First of all, most chefs are about as much of an authority on nutrition and health as the bus boys that clean up their messes. I’m sure some do take nutrition seriously and I know that many of the culinary schools incorporate it into their curriculum. But professional chefs are service employees that must please their public, regardless of how adoring they might be. And many are not the pictures of health themselves. Two words: Paula Dean.
Second, the crap on the shelves of supermarkets is crap, period. Yes, there may be a guilty pleasure tucked up between the toilet paper and the garbage bags but generally not. There are also varying degrees of crap. You have to always read the label.
I am not trying to be a snotty stick in the mud.
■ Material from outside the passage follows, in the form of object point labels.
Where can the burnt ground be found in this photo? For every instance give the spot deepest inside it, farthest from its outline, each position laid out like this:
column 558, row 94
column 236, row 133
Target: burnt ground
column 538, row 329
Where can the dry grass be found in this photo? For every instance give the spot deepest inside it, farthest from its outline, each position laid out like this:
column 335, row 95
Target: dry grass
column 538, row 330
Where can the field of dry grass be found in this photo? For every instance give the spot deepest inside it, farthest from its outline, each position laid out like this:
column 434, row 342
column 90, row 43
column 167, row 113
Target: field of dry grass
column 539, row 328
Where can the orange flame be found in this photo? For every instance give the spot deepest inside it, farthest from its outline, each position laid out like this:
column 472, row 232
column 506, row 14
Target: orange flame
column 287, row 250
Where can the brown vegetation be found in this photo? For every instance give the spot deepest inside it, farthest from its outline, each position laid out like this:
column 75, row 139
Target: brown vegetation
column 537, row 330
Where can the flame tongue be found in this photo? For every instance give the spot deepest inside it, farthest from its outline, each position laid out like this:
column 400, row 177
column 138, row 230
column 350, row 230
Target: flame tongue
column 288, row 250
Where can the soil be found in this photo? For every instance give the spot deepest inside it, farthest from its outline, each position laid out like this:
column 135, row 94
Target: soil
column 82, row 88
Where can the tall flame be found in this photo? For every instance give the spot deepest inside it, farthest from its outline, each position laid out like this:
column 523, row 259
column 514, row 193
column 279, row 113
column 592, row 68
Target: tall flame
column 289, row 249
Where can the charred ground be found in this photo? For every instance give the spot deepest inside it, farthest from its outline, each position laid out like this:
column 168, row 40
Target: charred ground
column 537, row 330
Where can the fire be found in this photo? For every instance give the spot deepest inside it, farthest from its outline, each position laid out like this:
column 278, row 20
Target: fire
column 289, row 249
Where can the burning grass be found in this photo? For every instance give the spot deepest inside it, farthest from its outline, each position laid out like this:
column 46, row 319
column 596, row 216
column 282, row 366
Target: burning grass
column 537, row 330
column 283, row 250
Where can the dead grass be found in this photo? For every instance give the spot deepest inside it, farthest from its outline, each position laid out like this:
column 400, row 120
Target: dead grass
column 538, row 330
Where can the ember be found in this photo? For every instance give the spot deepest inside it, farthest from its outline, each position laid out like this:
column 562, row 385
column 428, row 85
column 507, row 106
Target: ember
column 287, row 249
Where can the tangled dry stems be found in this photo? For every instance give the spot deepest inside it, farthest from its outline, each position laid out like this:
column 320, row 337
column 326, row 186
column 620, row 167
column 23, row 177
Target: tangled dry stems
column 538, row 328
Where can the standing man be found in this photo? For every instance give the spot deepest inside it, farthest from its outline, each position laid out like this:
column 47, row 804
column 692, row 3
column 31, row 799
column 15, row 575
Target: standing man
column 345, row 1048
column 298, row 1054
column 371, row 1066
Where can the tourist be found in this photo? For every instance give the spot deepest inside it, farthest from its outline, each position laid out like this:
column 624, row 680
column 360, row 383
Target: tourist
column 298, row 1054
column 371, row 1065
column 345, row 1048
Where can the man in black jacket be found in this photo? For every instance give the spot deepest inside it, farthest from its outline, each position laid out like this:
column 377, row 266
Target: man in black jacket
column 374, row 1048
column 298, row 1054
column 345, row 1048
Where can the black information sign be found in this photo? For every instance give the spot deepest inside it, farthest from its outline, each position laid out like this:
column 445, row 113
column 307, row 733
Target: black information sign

I love doritos. But I am not condoning the regular intake of such junk. And the excuse that we ate it as kids so it is good now is both shallow and inaccurate. I ate dirt when I was a kid. I don’t keep a big bag of it in the back of my kitchen to snack on while I make others wonderful, organic, local vegan delights. All the article ended up saying was that the chefs were hypocrites and so was the writer. I’m still staying out of the center isles and when I do go in I take a list and read the ingredients. If I can’t pronounce something, I put it back. I could care less if Michael Thingy from Napa eats Skippy.
I’ve had this recipe on my mind for months now. The collard greens could also be spinach or just about any other dark leafed green vegetable. And this spread can be used for other delights than pizza. I had it last night on a toasted baguette. It would work well into a pasta and served warm with steak or chicken.
- 1 Bunch Collard Greens
- 1 Cup Kalamata Olives, pitted and cut in half
- 1 Tin Anchovies
- 3-4 Cloves Garlic, minced
- 3 Tablespoons Olive Oil
- 3 Tablespoons Crumbled Walnuts
- 1/2 Cup Raisins (optional)
- 1 Teaspoon Red Wine Vinegar
- Pizza Skins
- Parmesan or Pecorino
- Large Pot
- Sauté Pan
- Chef’s Knife
- Food Processor
- Pizza Stone
- Pizza Peal
- Peeler for shaving cheese
- Blanch the collard greens in boiling water for about 5 minutes. Let cool and pat dry.
- Tear the leaves into pieces, removing the tough center stem.
- Heat olive oil in the pan. Add the garlic and collard greens and sauté until the collards are really wilted and start to soften.
- Add the anchovies with their oil, olives, walnuts, and vinegar. If you are using raisins, skip the vinegar.
- Pepper but do not salt. The salt from the anchovies is plenty.
- Cook for about 20-30 minutes on low heat.
- Let cool.
- Process lightly. You still want it to be fairly chunky.
- Spread evenly on the pizza skin.
- Bake for 10 minutes.
- Drizzle with olive oil and shave some parmesan or pecorino over top and serve.
- Store leftover spread in a container with a lid and refrigerate.